Redesigning the Seder, not just the Haggadah.
It was the first Seder I hosted in my own home, and I wanted everyone to enjoy it — kids, parents, grandparents. That meant rethinking the evening itself, not just turning the Haggadah into a screen.
A long, text-heavy evening with very different people around the table.
The Seder is one of those rare family moments where four-year-olds and eighty-year-olds read the same text together for three hours. In practice, the kids lose focus, the Seder leader loses the room, and the adults who want the traditional text find themselves the only ones still reading.
I'd watched this happen at other people's tables for years. Hosting my own Seder for the first time, I didn't want to just replicate it. I wanted a Haggadah that could hold the attention of the whole table — without taking the ritual out of it.
Design the evening, not just the screen.
The obvious move was to build a prettier digital Haggadah. But the problem wasn't the book — it was the flow of the evening. Three hours of the same posture at the same table is what drains people, not the text.
So the first design decision was physical: move the Maggid section — the storytelling middle of the Seder — to the living room, on softer seating, closer to each other. Come back to the table for the meal. The screen had to support this motion, not fight it.
One shared screen, printed Haggadot beside each plate.
I set a computer monitor at the center of the table — big enough that everyone could see it without leaning in — and that drove the experience for the group: visuals, transitions, the current Seder stage.
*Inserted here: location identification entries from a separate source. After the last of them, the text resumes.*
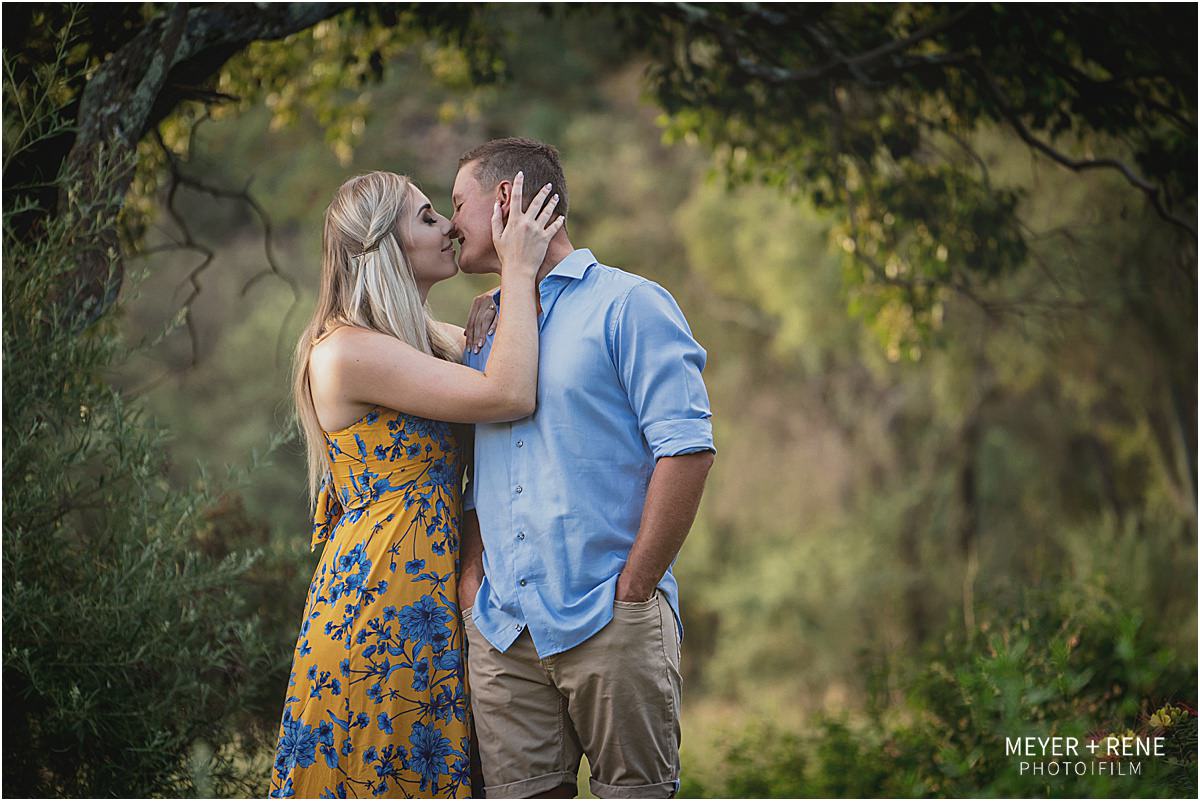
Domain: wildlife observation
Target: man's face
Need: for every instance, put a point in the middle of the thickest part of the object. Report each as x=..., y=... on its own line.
x=473, y=222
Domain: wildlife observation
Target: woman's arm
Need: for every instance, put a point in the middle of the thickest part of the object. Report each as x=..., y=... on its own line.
x=370, y=367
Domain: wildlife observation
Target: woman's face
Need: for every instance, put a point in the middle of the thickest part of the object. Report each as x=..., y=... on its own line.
x=426, y=235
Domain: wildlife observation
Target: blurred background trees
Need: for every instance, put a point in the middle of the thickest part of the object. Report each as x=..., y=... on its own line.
x=942, y=259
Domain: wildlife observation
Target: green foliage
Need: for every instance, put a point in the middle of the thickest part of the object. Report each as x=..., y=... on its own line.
x=130, y=656
x=1050, y=667
x=870, y=110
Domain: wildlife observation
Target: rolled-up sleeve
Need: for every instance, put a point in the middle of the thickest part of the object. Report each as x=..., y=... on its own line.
x=660, y=366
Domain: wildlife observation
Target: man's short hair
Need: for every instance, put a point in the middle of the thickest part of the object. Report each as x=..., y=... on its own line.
x=501, y=158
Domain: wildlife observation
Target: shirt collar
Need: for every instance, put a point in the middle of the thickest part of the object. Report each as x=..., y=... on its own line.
x=575, y=265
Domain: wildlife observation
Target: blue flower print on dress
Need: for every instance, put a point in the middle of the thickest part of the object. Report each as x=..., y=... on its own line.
x=376, y=703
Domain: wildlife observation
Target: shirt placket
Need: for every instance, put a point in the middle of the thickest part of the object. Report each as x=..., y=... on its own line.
x=525, y=560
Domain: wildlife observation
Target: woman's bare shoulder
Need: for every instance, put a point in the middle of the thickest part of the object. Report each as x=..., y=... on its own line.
x=335, y=347
x=456, y=333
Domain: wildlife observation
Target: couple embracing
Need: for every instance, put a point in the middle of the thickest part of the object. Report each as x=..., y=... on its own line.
x=533, y=616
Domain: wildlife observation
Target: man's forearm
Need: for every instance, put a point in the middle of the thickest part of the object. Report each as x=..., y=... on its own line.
x=670, y=509
x=471, y=559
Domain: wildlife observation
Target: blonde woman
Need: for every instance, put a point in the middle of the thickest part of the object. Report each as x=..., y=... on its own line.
x=377, y=699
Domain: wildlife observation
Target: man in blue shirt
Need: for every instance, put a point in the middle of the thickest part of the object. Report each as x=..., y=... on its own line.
x=575, y=515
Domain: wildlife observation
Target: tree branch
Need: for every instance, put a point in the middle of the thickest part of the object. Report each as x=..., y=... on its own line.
x=1152, y=192
x=124, y=96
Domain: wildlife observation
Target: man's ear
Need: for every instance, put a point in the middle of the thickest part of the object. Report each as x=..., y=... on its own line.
x=504, y=194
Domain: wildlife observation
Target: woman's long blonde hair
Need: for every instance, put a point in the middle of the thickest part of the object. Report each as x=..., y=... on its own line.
x=366, y=281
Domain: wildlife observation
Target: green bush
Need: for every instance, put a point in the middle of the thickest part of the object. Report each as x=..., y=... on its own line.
x=130, y=655
x=1055, y=664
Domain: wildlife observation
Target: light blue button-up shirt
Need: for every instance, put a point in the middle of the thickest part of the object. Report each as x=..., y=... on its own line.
x=559, y=494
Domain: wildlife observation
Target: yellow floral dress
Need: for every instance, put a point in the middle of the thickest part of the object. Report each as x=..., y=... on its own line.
x=377, y=699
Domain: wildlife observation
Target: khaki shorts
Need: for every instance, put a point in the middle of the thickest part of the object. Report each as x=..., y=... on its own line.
x=613, y=697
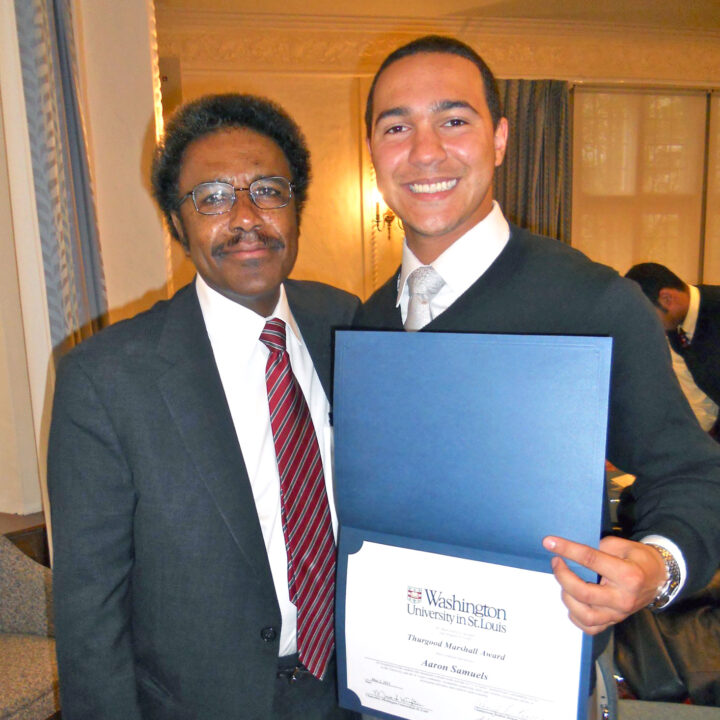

Next to each plate, a printed Haggadah for anyone who wanted to read along or hold something in their hand.
This kept the ceremonial feel without asking anyone to stare at their own device during a family dinner. The screen became the shared focus; the printed copies respected how people already like to do this.
Step-based navigation, expandable text, visual anchors for the big moments.
The interface is built around the 15 stages of the Seder. You always know where you are and what's next. The traditional text is there for anyone who wants it, but collapsed by default so it doesn't dominate the screen.
Giving people roles to play inside the story.
Instead of presenting the Haggadah as an uninterrupted wall of text, I brought the characters from the story onto the screen — Moses, Miriam, the Four Sons — interjecting with humor, a modern aside, a question back to the table.
The design payoff went beyond comic relief. Each character's lines became parts people at the table could read — a light role-play layer on top of the ritual. Kids especially got pieces that were actually fun to deliver, instead of only getting handed the densest passages of the traditional text. The ritual still belongs to whoever is leading, but the screen hands out small roles everyone can step into.
The real UX work happened before I opened any tool.
Before writing anything, I sat with my dad and went through the Haggadah together. What had to stay exactly as written. What could be shortened. What he'd be willing to skip if the kids were fading. What was non-negotiable for him to hear read aloud.
That conversation shaped the whole content strategy. It's easy to "redesign" a ritual text when you don't have to explain the cuts to the person at the table for whom the tradition matters most. Doing it with him in the room kept the project honest.
Through the three days of building I kept going back to my parents with ideas as they came up — a new flow, a section I wanted to shorten, a character I wasn't sure about. The question was always the same: is this still the Seder you want to pass on to your grandchildren, or am I making it too short, too inventive, too far from the feeling? Their pushback kept the design from drifting into something clever but disconnected.
Three days, two tools, one strong product direction.
This was my first serious attempt at building a real product with AI tools end-to-end. The loop was short and iterative:
ChatGPT — exploration
Brainstorming needs and constraints, drafting content from multiple Haggadah sources, shaping the tone, writing the initial Base44 prompt.
Base44 — building
Iteration loops on flow, structure, and interactions — getting something clickable fast.
Back to ChatGPT — second pass
Adding the characters, improving transitions, rewriting segments for clarity.
Back to Base44 — integration
Bringing structured content back in, aligning visual style, adding illustrations.
AI dramatically compressed the exploration phase, but it does not replace product judgment. Everything good about this project came from strong direction, curation, and knowing when to throw things away.
The actual test: eleven people, one table, three hours.
I ran the Seder with my family — kids, parents, siblings — with the monitor in the middle of the table and printed Haggadot around it. I watched what made people lean in, what made them lose interest, and where the flow broke.
The table stayed engaged through most of Maggid. There was real enthusiasm and involvement for a meaningful stretch — until the kids faded toward the end of it, which is also where the traditional Seder loses them anyway. My dad brought his own traditional Haggadah and read from it instead of from the printed version I'd laid out — he needed that anchor, the book he always uses, and that was fine. Part of the design was that no one should be pushed out of their comfort with the ritual.
At the end of the evening I asked everyone what worked better and what worked less well, and wrote it down alongside my own observations from the night. That became the roadmap.
Six things I took into the roadmap.
For next year's version, I'm planning to bring in help from the household itself — two illustrators and a chief of creative at a gaming studio all happen to be in the family. Their craft is exactly what the visual and animation layer needs to lift it out of first-draft territory.